To simulate the impact of these recommendations on improving access to maternal health, a methodology could include the following steps:

1. Define the target population: Identify the specific population group or region where the recommendations will be implemented. This could be a specific rural area or a particular demographic group.

2. Collect baseline data: Gather data on the current status of maternal health access in the target population. This can include information on healthcare infrastructure, utilization of maternal health services, financial barriers, and other relevant factors.

3. Develop a simulation model: Create a simulation model that incorporates the recommended interventions and their potential impact on improving access to maternal health. This model should consider factors such as population size, geographical distribution, healthcare infrastructure, and financial resources.

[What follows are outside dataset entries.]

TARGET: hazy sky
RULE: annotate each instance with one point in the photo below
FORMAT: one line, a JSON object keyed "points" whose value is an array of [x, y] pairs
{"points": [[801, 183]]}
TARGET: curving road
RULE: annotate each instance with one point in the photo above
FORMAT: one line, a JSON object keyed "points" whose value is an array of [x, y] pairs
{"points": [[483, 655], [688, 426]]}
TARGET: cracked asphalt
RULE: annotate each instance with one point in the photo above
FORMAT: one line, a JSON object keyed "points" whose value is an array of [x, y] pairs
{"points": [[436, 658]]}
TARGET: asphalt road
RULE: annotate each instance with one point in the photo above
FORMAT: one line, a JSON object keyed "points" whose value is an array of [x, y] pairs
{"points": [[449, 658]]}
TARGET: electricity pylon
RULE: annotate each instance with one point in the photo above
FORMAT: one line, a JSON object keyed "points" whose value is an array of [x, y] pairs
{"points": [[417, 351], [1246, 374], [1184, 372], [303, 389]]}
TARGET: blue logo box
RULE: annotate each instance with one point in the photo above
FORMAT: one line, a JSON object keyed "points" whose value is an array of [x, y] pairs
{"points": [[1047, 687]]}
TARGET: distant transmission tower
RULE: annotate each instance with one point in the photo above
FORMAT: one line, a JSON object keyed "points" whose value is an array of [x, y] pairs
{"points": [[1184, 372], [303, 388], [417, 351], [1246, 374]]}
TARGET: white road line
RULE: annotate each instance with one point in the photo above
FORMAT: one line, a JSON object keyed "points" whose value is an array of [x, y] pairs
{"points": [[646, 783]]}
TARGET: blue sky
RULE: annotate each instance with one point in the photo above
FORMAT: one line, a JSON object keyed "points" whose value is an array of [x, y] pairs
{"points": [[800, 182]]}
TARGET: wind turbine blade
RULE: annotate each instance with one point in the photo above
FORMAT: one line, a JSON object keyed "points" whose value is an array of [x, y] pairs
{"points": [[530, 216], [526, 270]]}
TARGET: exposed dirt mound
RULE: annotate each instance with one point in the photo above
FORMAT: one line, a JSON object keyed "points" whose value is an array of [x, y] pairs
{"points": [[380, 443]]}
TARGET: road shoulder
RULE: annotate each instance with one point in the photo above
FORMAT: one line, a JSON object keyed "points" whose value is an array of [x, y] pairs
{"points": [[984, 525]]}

4. Input intervention parameters: Define the parameters for each recommendation, such as the number of healthcare facilities to be established, the frequency and content of mobile health interventions, the number of community health workers to be trained, and the amount of financial incentives or subsidies to be provided.

5. Run simulations: Use the simulation model to run multiple scenarios with different combinations of intervention parameters. This will help assess the potential impact of each recommendation and identify the most effective combination of interventions.

6. Analyze results: Evaluate the simulation results to determine the projected improvements in access to maternal health services. This can include metrics such as increased utilization of antenatal care, facility-based deliveries, and postnatal care, as well as reductions in maternal mortality and morbidity rates.

7. Refine and validate the model: Continuously refine and validate the simulation model based on real-world data and feedback from experts in the field. This will ensure that the model accurately reflects the complexities of improving access to maternal health.

By following this methodology, policymakers and healthcare stakeholders can make informed decisions on implementing interventions that have the potential to significantly improve access to maternal health in low- and middle-income countries.